Sur l’autoroute pour nulle part
drame économique
«A L’origine» de Xavier Giannoli s’inspire d’une imposture ahurissante
Très applaudi mais rentré bredouille de Cannes où il fut plus admiré par la critique internationale qu’hexagonale, pour finir par sortir raccourci de 25 minutes, A l’Origine serait-il l’une des fameuses «victimes» du festival? Ce serait particulièrement injuste pour ce film ambitieux et passionnant, dont le seul défaut est sans doute de ne pas être allé jusqu’au bout de son formidable potentiel.

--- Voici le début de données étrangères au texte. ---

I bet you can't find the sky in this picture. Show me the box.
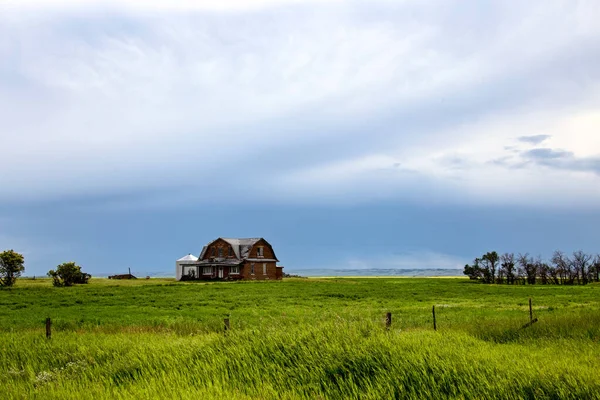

Xavier Giannoli ( Quand j’étais chanteur) est parti d’un fait divers lu dans la presse il y a une dizaine d’années, sur un escroc qui avait réussi à embobiner toute une région et faire construire un tronçon d’autoroute. Après une enquête approfondie, il livre sa version, ouvertement romancée, de l’affaire.
Cela donne l’histoire de Paul (François Cluzet, grandiose), qui ne parvient pas à se réinsérer après être sorti de prison. Il se met alors à voler et revendre du matériel de construction à travers le nord-est de la France. Un jour dans une petite ville, il est pris par erreur pour un inspecteur d’une entreprise de travaux publics qui avait abandonné la construction d’une autoroute deux ans plus tôt (pour cause de scarabées et de protestations écologistes) et saisit l’aubaine. Devenu Philippe Miller, patron d’une filiale fictive, il relance les travaux avec l’argent avancé par des fournisseurs et devient l’homme providentiel de la région. Sauf que, porté par l’élan collectif et une affaire avec Mme le maire, il préfère bientôt la fuite en avant à la fuite avec le pactole…
Le rêve à crédit
Il y avait là tous les ingrédients pour réussir un film grandiose: le tableau d’une France profonde durement touchée par les délocalisations et le chômage, l’histoire du rachat d’un homme rendu cynique par une vie d’échecs, un suspense moral qui va crescendo. Jusqu’à la métaphore de tout notre système économique (basé sur le crédit et la confiance), voire de la création elle-même! De son propre aveu soucieux de devenir un «cinéaste du milieu», à la fois auteur et commercialement viable, Giannoli pose parfaitement le décor et les personnages, le récit et ses enjeux. Mais ensuite, le nez dans le guidon, il finit par sacrifier ce qui permettrait à son film de vraiment décoller.
On pense aux fables de Frank Capra (L’Homme de la rue) ou Preston Sturges (Gouverneur malgré lui) . L’auteur lui-même préfère invoquer John Huston (L’Homme qui voulut être roi) et s on filmage flirte avec la manière des frères Dardenne, tandis que certaines constructions tubulaires évoquent soudain 8 ½ de Fellini. Impossible pourtant d’oublier de logo d’EuropaCorp, la société de Luc Besson. Est-ce elle qui a exigé le resserrement du montage (exit Nathalie Boutefeu en ex-épouse de Paul), une accélération générale qui renforce un côté trop «rouleau compresseur»? Le film n’y a certes rien gagné. Et à la fin, l’éloge d’une réalisation inutile (tout ce bétonnage pour aller où?) sonne toujours un peu creux. Malgré la belle aventure humaine.
A l’origine, de Xavier Giannoli, France 2009, avec François Cluzet, Emmanuelle Devos, Soko (Stéphanie Sokolinski), Vincent Rottiers, Gérard Depardieu, Patrick Descamps. 2h10.